The researchers genetically engineered small, transparent zebrafish so the chromosomes in their neurons carried colorful fluorescent tags. With the help of a powerful, specialized microscope, they watched how the chromosomes moved in the neurons, and how often DNA strands were broken, when the fish were awake and asleep. When the fish were awake, the chromosomes did not move much and broken strands of DNA built up in the neurons, as part of the normal wear and tear of life. If the fish were sleep-deprived, some of the neurons accumulated so much genetic damage they were in danger of dying off.
But when the fish fell asleep, the picture changed. The scientists noticed that the chromosomes move faster in sleeping fish and that DNA damage in their neurons plummeted. The same happened when the researchers added a sleep-inducing drug to the tank, causing the fish to fall asleep during daytime.
Appelbaum said that chromosomes are constantly changing shape to allow the cells’ natural repair mechanisms to mend DNA damage at different points.

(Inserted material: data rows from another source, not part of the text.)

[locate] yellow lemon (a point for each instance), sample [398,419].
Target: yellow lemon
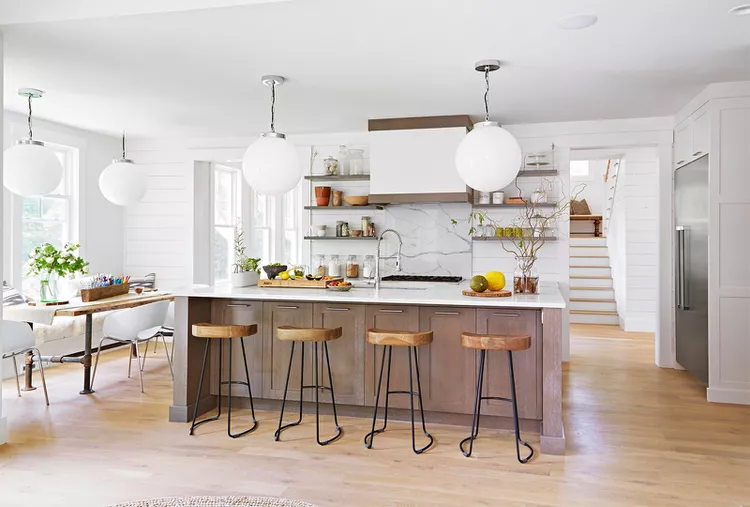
[495,280]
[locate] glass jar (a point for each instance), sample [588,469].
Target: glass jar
[319,265]
[356,161]
[343,157]
[368,268]
[525,277]
[334,266]
[352,267]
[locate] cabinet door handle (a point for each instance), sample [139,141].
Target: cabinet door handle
[506,314]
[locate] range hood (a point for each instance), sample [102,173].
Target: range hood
[412,160]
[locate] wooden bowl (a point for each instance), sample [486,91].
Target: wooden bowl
[357,200]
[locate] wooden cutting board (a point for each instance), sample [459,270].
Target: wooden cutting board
[488,294]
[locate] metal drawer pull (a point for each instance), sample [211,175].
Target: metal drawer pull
[506,314]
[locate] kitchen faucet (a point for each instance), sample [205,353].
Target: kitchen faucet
[378,258]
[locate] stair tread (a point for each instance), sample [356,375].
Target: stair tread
[594,312]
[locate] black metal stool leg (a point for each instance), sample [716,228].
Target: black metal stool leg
[200,389]
[386,351]
[515,414]
[421,407]
[477,407]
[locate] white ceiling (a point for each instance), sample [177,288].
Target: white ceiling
[197,73]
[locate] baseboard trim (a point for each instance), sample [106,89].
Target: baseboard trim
[733,396]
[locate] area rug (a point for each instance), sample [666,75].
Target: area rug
[217,501]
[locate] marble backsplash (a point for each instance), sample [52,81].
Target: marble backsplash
[432,243]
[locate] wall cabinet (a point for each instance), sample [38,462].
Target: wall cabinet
[692,138]
[347,354]
[526,364]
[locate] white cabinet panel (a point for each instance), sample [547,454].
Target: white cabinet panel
[417,161]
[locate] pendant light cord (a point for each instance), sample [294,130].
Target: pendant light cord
[486,92]
[273,106]
[31,133]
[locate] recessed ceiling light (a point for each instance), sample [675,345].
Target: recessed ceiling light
[577,21]
[740,10]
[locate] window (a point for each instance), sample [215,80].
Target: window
[50,218]
[227,210]
[579,168]
[275,234]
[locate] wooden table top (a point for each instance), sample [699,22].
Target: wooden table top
[106,305]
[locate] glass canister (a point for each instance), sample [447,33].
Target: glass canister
[368,268]
[356,161]
[334,266]
[319,265]
[352,267]
[343,157]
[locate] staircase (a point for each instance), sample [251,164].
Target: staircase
[592,296]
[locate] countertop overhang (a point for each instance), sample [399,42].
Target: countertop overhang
[428,294]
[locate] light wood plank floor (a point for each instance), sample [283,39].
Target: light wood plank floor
[637,435]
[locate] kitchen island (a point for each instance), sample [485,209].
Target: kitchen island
[448,371]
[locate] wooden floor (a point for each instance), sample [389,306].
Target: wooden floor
[637,435]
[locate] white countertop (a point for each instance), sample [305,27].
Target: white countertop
[428,294]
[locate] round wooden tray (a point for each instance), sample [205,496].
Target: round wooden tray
[488,294]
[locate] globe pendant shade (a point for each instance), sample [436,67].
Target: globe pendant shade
[31,169]
[488,158]
[271,165]
[122,183]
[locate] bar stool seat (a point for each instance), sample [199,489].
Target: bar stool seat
[412,340]
[221,332]
[484,343]
[317,337]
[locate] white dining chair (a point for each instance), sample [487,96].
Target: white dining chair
[134,326]
[18,339]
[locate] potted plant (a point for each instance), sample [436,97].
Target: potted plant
[246,270]
[48,263]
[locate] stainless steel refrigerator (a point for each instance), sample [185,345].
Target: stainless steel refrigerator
[691,267]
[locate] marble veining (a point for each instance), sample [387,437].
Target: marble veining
[433,244]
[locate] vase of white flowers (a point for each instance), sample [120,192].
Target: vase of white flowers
[48,263]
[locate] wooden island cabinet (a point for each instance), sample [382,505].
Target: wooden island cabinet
[448,372]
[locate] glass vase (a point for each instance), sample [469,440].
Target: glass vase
[525,277]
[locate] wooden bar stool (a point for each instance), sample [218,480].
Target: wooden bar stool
[220,332]
[317,337]
[412,340]
[484,343]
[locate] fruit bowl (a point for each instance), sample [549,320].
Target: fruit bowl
[273,270]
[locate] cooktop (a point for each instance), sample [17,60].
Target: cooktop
[421,278]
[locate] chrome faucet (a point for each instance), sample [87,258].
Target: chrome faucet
[379,258]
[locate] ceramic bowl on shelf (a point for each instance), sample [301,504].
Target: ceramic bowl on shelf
[357,200]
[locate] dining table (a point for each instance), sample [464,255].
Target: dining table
[44,315]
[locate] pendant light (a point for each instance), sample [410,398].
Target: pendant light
[30,168]
[489,157]
[122,182]
[271,164]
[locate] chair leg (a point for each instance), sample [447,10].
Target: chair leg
[140,364]
[96,361]
[515,414]
[421,407]
[387,350]
[41,372]
[15,369]
[477,407]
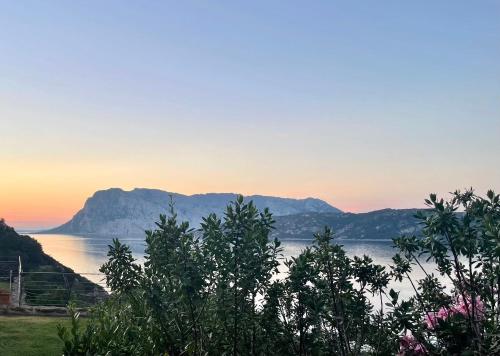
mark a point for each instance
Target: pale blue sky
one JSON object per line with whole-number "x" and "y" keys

“We’ve found a causal link between sleep, chromosome dynamics, and neuronal activity,” Appelbaum said. “All these factors affect DNA damage and repair with direct physiological relevance to the entire organism.”
The BSF team chose zebrafish for this project because of their transparency, and because their brains are simpler, yet similar, to human brains. Mexican cave fish were chosen, in part, because of their unique evolutionary biology. They live in total darkness in a small location in northeast Mexico. Though they are born with eyes, the eyes eventually fall off, leaving the fish completely blind. They have what scientists call evolved sleeplessness, meaning they require far less sleep than their river-dwelling relatives. Because of their lack of sleep, they provide a great model to study human sleep disorders such as insomnia.
Keene has been studying Mexican cave fish for many years. Though Applebaum and Keene knew of each other’s work, they barely knew one another before deciding to work together.
“We met at a conference,” Appelbaum said. “We decided very quickly that it would be good for us to work together, and since I am Israeli and he is an American, we would apply together for a BSF grant. Now, we are very close and we work together often. I am grateful to BSF for helping us to work together”.
Keene said that Applebaum’s study of zebrafish meshes well with his findings about Mexican cave fish.
“Lior has a deep background in zebrafish molecular genetics and sleep regulation and we are collaborating to apply these tools and approaches to study the evolution of sleep in our cave fish model of insomnia,” Keene said. “BSF has allowed us to meet in person and work with each other’s students. When I visited Israel last year I presented a talk on our research at the Israeli Society for Neuroscience Meeting in Eilat.”
For Appelbaum, interest in sleep came by osmosis. He started his career as a marine biologist. Then, he started exploring the mysteries of the circadian clock. In most living things, internally synchronized circadian clocks make it possible for the organism to anticipate daily environmental changes corresponding with the day–night cycle. Sleep is very much a part of this cycle.
Applebaum recently received a BSF grant through BSF’s collaboration with the U.S. National Science Foundation. He will conduct further studies on Mexican cave fish along with Erik Duboué and Johanna Kowalko of Florida Atlantic University, Nicolas Rohner of the Stowers Institute for Medical Research in Kansas City and Suzanne McGaugh of the University of Minnesota.
Though scientists are still not ready to test Appelbaum’s theories on humans, Applebaum believes they are close to this possibility. He pointed to a study conducted recently in Hong Kong, involving young, healthy doctors required to work overnight shifts. Researchers found that acute sleep deprivation and a frequently disrupted sleep cycle were associated with DNA damage – a theory similar to what Appelbaum has discovered.
“There are so many illnesses associated with sleep, or a lack of sleep,” Appelbaum said. “I hope these findings can eventually lead to more effective methods of treating sleep disorders.”